If the EU and the ECB bail out Portugal, they are almost certain to leave Spain, and the fate of Europe, at the mercy of the IMF.

At €500 billion (£430 billion), the price tag would be the largest since the aftermath of the Lehman bankruptcy, when the Troubled Asset Relief Programme sucked in $700 billion (£440 billion).

The economic and political consequences of a Spanish bailout, like Lehman, would be global and incalculable.

The arithmetic is brutally simple. The European authorities and the IMF have bailed out Greece to the tune of a third of its GDP. The EU contributed 75% of the €110 billion loan. The IMF lent 25%.

Through the European Financial Stability Fund (EFSF), the EU and the IMF are expected to lend Ireland a third of its GDP, or €80-90 billion – again, in the same proportions. As Portugal’s GDP is similar to Ireland’s, any loan is likely to be similarly large.

“The economic and political consequences of a Spanish bailout, like Lehman, would be global and incalculable”

Even before a Portuguese bailout, the EFSF will have only €350-360 billion available – not even enough to cover three quarters of a Spanish bailout. After a Portuguese bailout, it would only be able to contribute a half of the total, or €240-260 billion.

However, the arithmetic worsens when you consider that Spain, Greece and Ireland have guaranteed €72 billion of EFSF funding, which presumably would be ignored in the event they are bailed out.

Discounting those figures, the EFSF would have only €170-190 billion at its disposal – in other words, it would hold a minority stake in a joint bailout with the IMF.

Such an outcome would be a disaster for the EFSF. Its aim is not just to bail out failing eurozone countries, but to reform them in ways that are acceptable to the eurozone, not necessarily to the international community, which has different objectives. (article continues below)

The international community, for instance, would have fewer compunctions about reintroducing the Spanish peseta alongside the euro if it felt leaving the single currency was in Spain’s long-term interests.

It would also be more willing to negotiate an opt-out of any arduous European Union regulation if it thought Spain’s economy might benefit.

To preserve the eurozone’s sovereignty, the EFSF needs an extra guarantee of at least €200 billion from countries which do not need a bailout.

Unfortunately, the only country that could afford it would be Germany. France and Italy are hobbled by deficits – as is, among Ireland’s lenders, Britain.

“In Germany, the legality of bailouts is already in doubt, as its citizens agreed only to a eurozone without bailouts”

The EFSF would require France and Italy merely to guarantee new funds, rather than take them out of their budgets. But the new liabilities would leave their credit ratings and finances at risk.

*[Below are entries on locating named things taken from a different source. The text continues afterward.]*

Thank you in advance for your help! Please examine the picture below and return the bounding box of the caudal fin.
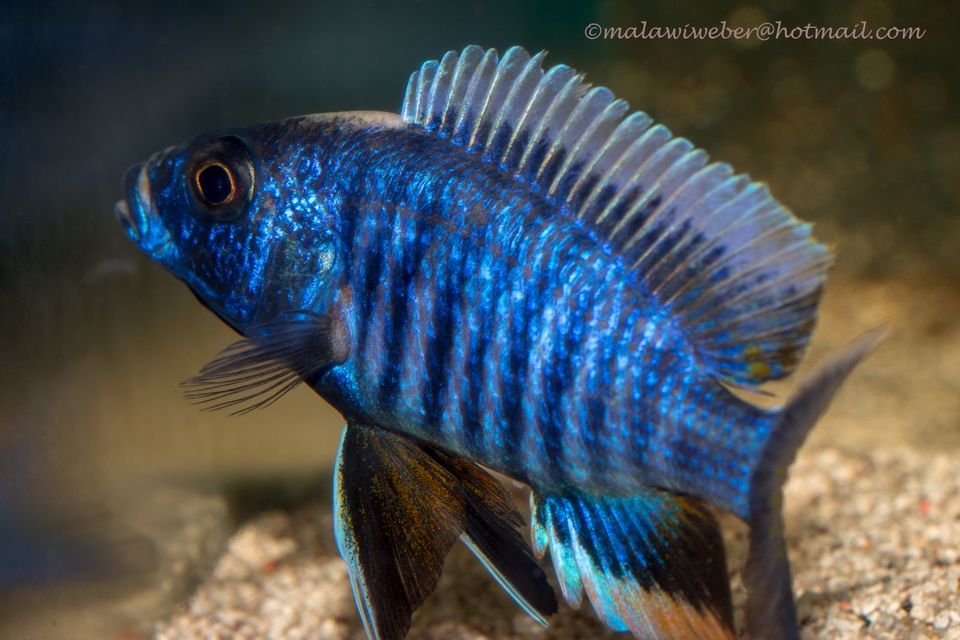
[531,489,734,640]
[744,327,887,640]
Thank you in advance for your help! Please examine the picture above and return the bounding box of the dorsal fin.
[402,46,831,387]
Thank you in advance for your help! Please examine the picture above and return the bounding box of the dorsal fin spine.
[623,149,707,256]
[500,60,572,168]
[633,158,729,281]
[451,49,497,146]
[594,124,670,228]
[426,51,459,129]
[520,74,584,184]
[652,164,749,294]
[403,47,829,386]
[479,52,543,164]
[534,85,612,197]
[567,111,652,219]
[547,87,630,203]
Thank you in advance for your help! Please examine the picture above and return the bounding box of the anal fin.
[334,424,557,640]
[531,489,735,639]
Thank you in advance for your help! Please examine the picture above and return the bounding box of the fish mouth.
[113,162,168,258]
[113,163,149,244]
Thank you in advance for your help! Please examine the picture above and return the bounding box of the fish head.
[116,116,394,333]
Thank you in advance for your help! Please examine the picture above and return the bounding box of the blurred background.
[0,0,960,638]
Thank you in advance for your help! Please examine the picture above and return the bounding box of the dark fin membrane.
[743,327,887,640]
[531,489,734,640]
[402,45,832,389]
[180,313,350,415]
[430,449,557,626]
[334,424,556,640]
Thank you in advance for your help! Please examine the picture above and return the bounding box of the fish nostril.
[113,200,140,238]
[123,162,143,202]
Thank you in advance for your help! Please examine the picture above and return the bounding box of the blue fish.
[117,46,882,640]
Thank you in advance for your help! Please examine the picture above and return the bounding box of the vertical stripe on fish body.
[314,116,769,516]
[116,46,883,640]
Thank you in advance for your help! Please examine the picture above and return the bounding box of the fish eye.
[186,136,254,221]
[194,160,237,207]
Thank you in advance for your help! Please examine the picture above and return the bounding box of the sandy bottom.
[0,275,960,640]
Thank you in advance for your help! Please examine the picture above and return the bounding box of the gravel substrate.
[156,449,960,640]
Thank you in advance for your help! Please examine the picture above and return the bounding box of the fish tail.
[530,488,735,640]
[744,327,887,640]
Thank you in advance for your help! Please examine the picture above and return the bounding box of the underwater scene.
[0,0,960,640]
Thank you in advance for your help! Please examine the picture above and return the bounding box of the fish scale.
[321,122,765,510]
[117,46,883,640]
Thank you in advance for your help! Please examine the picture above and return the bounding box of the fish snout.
[113,162,149,244]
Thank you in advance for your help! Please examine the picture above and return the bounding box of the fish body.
[118,47,878,638]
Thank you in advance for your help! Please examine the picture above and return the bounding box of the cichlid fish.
[117,46,882,639]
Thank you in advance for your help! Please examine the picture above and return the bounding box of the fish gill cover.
[117,46,883,639]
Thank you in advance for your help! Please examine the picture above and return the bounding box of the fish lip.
[113,162,147,245]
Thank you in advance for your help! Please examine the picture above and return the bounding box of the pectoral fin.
[180,307,350,415]
[334,424,556,640]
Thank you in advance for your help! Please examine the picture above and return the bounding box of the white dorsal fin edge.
[402,45,832,387]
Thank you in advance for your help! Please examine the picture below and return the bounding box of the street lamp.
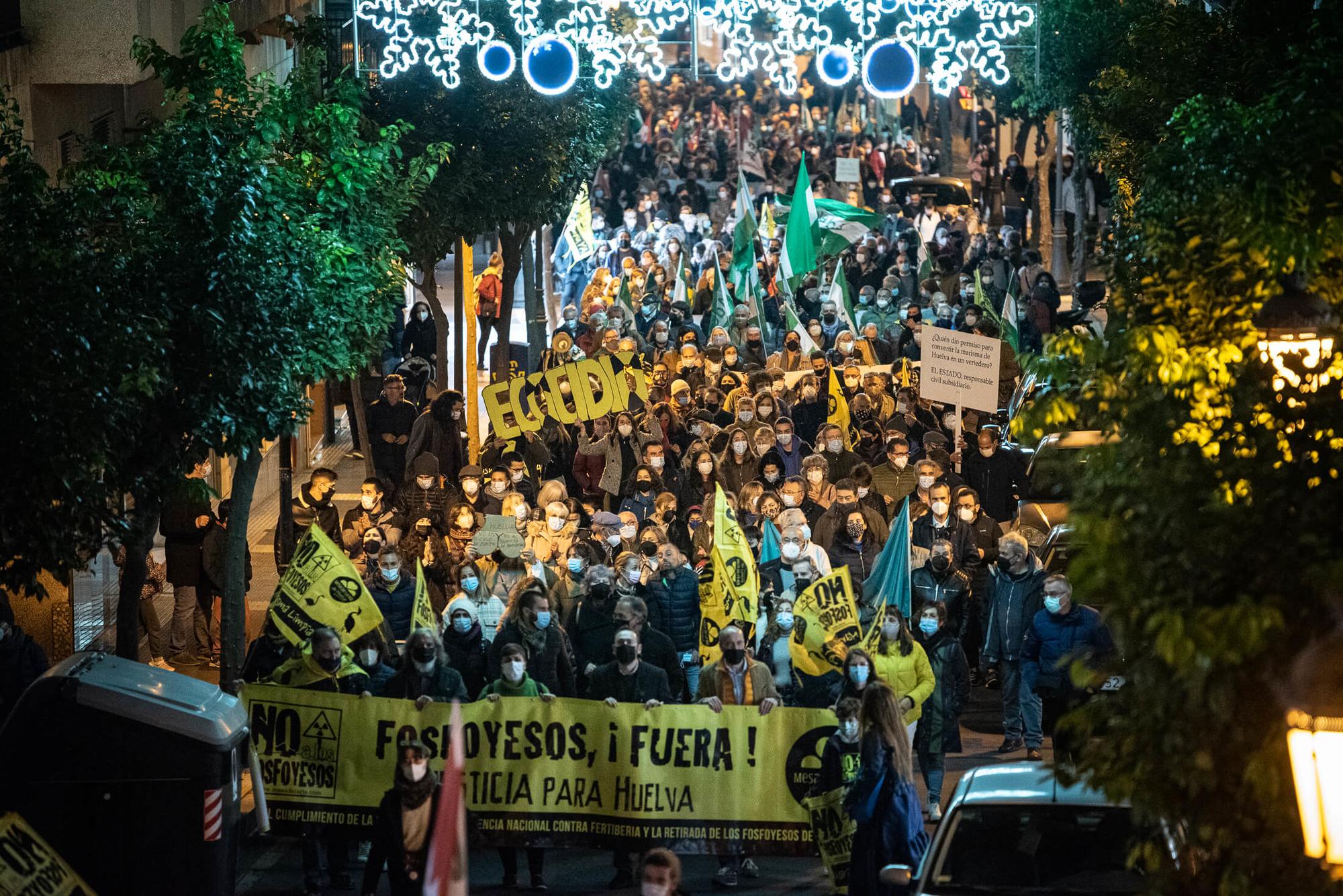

In Germany, however, the legality of bailouts is already in doubt, as its citizens agreed only to a eurozone without bailouts.

Politicians and markets have blamed Germany for its no-bailout proposals, but in reality they may be the only way of appeasing the courts at home, as well as voters.

If Germany is required to disburse funds formally, rather than simply guaranteeing loans through the EFSF, that could rule out any majority European investment in Spain.

In the midst of massive European deleveraging, the eurozone would then have to negotiate its future with the IMF.

It is possible Spain’s austerity measures may save it. But, alternatively, they may leave it looking like Ireland.

Without a growth plan, Spanish cuts may reduce spending in some areas. But they will also increase benefit costs and hit tax revenues from the private sector.

Spain may have a lower public debt to GDP ratio than Greece or Ireland. But its bond yields will still almost certainly rise as it supplies the markets with debt, at the same time as investors flee peripheral eurozone countries.

Overall, Spain is a global top 10 economy with 20% unemployment, non-existent and falling growth and a budget deficit of 9-11% of GDP, alongside a huge and partly insolvent banking sector.

In the circumstances, to dismiss the Lehman comparison would risk complacency.